Knowledge Base Construction
In this class, we will take an overview of Information Extraction for Knowledge Base Construction. This is the process of deriving structured information (such as alive(Elvis)) from digital text (such as the sentence "Elvis is alive"). We will first see applications of information extraction, notably in question answering systems, chatbots, and personal assistants. Then, we will cover the technical steps of knowledge base construction: natural language processing, named entity recognition, entity disambiguation, instance extraction, fact extraction, and knowledge cleaning.
The course is graded by 6 labs and a final exam.
- Final grade: 50% labs + 50% exam
- Final grade at re-take: 50% original labs + 50% reexam
- It is not allowed to use code from other sources (students, Web, libraries, etc.) that was designed to solve the problem of the lab.
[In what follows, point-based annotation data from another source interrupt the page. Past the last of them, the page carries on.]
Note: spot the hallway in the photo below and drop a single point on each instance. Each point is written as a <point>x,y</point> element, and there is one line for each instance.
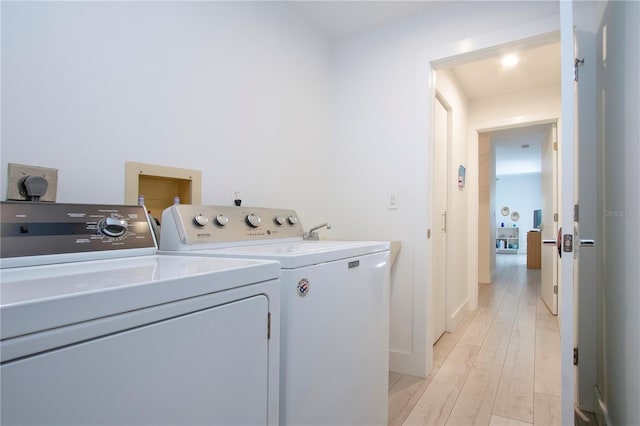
<point>501,366</point>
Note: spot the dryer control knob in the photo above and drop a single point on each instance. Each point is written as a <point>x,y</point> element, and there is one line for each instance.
<point>253,220</point>
<point>222,220</point>
<point>200,220</point>
<point>112,227</point>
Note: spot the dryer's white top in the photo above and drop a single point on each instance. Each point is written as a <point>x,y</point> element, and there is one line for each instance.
<point>37,298</point>
<point>296,254</point>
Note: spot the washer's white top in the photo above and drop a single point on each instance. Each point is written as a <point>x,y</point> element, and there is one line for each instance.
<point>38,298</point>
<point>296,254</point>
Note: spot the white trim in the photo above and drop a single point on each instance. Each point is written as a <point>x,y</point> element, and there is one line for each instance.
<point>454,319</point>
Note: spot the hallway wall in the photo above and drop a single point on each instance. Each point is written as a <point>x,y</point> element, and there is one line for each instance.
<point>381,136</point>
<point>619,292</point>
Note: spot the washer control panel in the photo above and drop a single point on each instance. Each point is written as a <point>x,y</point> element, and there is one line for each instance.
<point>186,224</point>
<point>36,229</point>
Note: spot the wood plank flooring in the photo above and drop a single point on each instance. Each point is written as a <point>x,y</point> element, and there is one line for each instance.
<point>501,366</point>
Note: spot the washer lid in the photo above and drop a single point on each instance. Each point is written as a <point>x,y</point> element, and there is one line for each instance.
<point>300,253</point>
<point>37,298</point>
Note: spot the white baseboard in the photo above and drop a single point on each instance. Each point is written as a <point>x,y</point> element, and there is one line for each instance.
<point>405,363</point>
<point>455,318</point>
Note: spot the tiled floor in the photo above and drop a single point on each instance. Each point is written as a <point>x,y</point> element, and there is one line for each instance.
<point>501,366</point>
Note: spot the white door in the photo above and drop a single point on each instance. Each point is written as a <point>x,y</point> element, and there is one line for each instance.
<point>439,215</point>
<point>586,257</point>
<point>549,253</point>
<point>576,184</point>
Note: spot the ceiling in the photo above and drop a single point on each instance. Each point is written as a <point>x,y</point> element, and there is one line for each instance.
<point>538,67</point>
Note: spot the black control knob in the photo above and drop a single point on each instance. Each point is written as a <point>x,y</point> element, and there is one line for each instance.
<point>222,220</point>
<point>253,220</point>
<point>112,227</point>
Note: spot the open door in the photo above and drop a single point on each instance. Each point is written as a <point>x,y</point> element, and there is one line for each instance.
<point>586,252</point>
<point>439,262</point>
<point>578,200</point>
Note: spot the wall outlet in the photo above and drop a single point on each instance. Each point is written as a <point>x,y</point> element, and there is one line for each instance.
<point>17,173</point>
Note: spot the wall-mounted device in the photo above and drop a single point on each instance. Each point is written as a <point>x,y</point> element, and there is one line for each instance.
<point>31,183</point>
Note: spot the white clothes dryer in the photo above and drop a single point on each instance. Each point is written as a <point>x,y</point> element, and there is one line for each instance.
<point>335,307</point>
<point>96,328</point>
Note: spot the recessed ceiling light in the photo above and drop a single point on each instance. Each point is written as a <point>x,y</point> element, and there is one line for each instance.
<point>509,61</point>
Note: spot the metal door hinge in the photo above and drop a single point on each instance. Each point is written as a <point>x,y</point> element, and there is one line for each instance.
<point>268,325</point>
<point>575,68</point>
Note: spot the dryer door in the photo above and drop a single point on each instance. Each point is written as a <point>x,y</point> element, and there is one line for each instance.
<point>205,367</point>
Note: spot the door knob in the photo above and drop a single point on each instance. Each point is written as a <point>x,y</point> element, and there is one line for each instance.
<point>557,243</point>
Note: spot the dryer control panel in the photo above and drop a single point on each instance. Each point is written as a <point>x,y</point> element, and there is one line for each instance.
<point>31,230</point>
<point>184,225</point>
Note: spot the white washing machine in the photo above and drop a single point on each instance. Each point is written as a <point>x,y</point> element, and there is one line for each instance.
<point>96,329</point>
<point>335,307</point>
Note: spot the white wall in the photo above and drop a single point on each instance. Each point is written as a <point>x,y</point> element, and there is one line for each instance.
<point>486,208</point>
<point>381,135</point>
<point>238,90</point>
<point>456,292</point>
<point>521,193</point>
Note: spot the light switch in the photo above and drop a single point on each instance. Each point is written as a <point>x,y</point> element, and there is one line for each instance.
<point>393,200</point>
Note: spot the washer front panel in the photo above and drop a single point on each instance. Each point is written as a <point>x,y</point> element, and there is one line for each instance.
<point>38,233</point>
<point>186,224</point>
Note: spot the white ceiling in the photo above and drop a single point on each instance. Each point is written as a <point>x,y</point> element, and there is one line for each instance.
<point>538,67</point>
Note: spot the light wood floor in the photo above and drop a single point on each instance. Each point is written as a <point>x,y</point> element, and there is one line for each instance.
<point>501,366</point>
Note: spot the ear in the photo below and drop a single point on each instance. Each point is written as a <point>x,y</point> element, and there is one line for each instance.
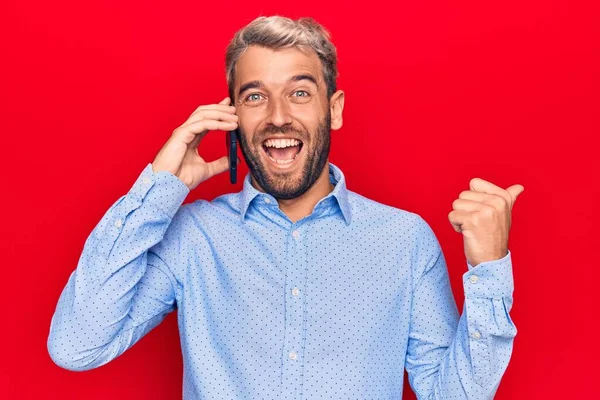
<point>337,106</point>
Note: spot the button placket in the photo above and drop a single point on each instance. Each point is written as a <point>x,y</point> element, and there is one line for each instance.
<point>294,314</point>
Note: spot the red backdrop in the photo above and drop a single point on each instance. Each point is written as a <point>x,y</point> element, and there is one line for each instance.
<point>505,91</point>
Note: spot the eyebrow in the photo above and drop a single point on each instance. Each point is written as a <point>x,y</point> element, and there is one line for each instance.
<point>259,84</point>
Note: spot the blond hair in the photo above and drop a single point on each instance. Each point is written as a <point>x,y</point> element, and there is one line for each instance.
<point>277,32</point>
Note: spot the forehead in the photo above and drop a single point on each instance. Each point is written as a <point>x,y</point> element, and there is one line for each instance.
<point>274,67</point>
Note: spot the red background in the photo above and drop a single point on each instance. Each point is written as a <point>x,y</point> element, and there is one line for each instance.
<point>436,93</point>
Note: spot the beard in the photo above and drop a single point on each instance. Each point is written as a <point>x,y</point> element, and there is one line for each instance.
<point>288,185</point>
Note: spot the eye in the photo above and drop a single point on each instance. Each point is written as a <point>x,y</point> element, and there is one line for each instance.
<point>253,94</point>
<point>306,94</point>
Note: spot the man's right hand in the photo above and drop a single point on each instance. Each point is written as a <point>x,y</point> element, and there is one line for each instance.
<point>179,155</point>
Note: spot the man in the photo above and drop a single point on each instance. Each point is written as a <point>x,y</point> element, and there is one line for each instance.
<point>295,287</point>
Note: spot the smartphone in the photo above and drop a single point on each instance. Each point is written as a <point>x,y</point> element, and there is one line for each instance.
<point>231,138</point>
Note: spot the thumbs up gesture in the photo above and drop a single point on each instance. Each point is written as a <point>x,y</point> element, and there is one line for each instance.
<point>483,215</point>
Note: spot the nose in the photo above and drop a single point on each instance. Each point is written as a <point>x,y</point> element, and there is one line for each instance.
<point>279,112</point>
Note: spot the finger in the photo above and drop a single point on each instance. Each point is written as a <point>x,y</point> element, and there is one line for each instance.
<point>188,132</point>
<point>481,185</point>
<point>467,205</point>
<point>212,114</point>
<point>493,200</point>
<point>458,218</point>
<point>218,166</point>
<point>514,191</point>
<point>223,105</point>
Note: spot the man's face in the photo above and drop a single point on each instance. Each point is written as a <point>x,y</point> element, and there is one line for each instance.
<point>284,118</point>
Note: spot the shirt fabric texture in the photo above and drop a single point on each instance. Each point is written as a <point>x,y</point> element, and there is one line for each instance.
<point>333,306</point>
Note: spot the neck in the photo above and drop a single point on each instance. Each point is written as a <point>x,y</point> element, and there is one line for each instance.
<point>303,205</point>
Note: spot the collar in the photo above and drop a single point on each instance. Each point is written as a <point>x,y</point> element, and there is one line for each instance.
<point>339,192</point>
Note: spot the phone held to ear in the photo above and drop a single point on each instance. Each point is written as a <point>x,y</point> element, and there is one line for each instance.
<point>231,138</point>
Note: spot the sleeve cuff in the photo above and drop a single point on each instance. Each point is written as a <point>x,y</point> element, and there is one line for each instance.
<point>490,278</point>
<point>163,189</point>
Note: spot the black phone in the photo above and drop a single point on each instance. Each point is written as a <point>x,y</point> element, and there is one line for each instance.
<point>231,138</point>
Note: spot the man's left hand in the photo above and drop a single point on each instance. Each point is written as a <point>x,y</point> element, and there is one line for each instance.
<point>483,215</point>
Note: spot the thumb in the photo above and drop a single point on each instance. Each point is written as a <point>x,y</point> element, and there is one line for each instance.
<point>514,191</point>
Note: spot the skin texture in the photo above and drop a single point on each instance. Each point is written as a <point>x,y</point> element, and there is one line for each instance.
<point>280,107</point>
<point>284,108</point>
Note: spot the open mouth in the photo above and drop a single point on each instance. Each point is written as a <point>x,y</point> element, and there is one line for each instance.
<point>282,151</point>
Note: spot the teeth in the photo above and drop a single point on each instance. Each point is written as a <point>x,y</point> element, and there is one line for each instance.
<point>283,161</point>
<point>280,143</point>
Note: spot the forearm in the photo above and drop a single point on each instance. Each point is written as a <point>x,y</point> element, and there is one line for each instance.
<point>474,363</point>
<point>93,323</point>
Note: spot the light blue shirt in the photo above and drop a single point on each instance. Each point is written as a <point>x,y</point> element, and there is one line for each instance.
<point>333,306</point>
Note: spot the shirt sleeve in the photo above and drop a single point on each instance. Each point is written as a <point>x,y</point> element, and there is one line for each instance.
<point>458,358</point>
<point>122,286</point>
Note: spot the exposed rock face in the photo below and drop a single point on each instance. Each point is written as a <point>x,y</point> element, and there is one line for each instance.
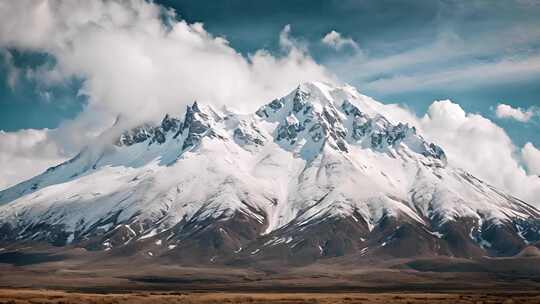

Example: If the task is POS-tagging, it is not allowed to use a library or a piece of code from the Web for POS-tagging for this lab.
- Discussing assignments together is allowed, but each student must write their own solution.
No sharing of code!
- Plagiarism entails a grade of 0 for the lab/exam.
The course takes place on Thursday afternoon, 13:30-16:30. Due to the Corona pandemic, the course will take place online in Zoom here.
- 2020-11-26: Introduction
- Information Extraction: What is it?
- Information Extraction: Why do we want to do it?
- Information Extraction: Who does it?
- Information Extraction: How does it work?
- Knowledge Representation (until Slide 46, “equality”)
- 2020-12-03: Background refresher
- Feed-forward neural networks
- Word embeddings (only “word2vec”)
- Transformers (not done, optional material)
- Lab: Classification (deadline: midnight on the
9th 11th of December 2020)
- 2020-12-10: Named Entity Recognition and Classification
- Named Entity Recognition and Classification (without Deep Learning Methods)
- Lab: NERC
(deadline: midnight on the
16th 20th of December 2020)
- 2020-12-17: Typing and Disambiguation
- Extractive Entity Typing (without “Taxonomy Induction”)
- Entity Disambiguation (without “only textual features”)
- Lab: Disambiguation (deadline: midnight on the 6th of January 2021)
- 2021-01-07: Fact extraction
- Fact Extraction (40)
- Formal Grammars (30, only Formal Languages, Regular languages, FSM)
- Regular expressions (26)
This lecture might take longer that 1.5h, so that we will shorten the lab accordingly.
- Lab: Instance Extraction, without dependency parsing or grammatical parsing (deadline January 13th midnight)
- 2021-01-14: Formal Grammars
- Formal Grammars (30, context-free languages, PDA, Turing Machine, Halting Problem)
- Dependency Parsing (optional material)
- Lab: Instance Extraction with dependency parsing (deadline 20th of January midnight)
- 2021-01-21: Fact Extraction by Reasoning
- Information Extraction by Reasoning (70)
- Lab: Max Sat (Deadline Sunday January 31st at midnight)
- 2021-02-04: Exam (13:30-15:00)
- Room “Amphi 7” at Télécom Paris (in Palaiseau)
The exam is closed-book (no materials are allowed except for a pen).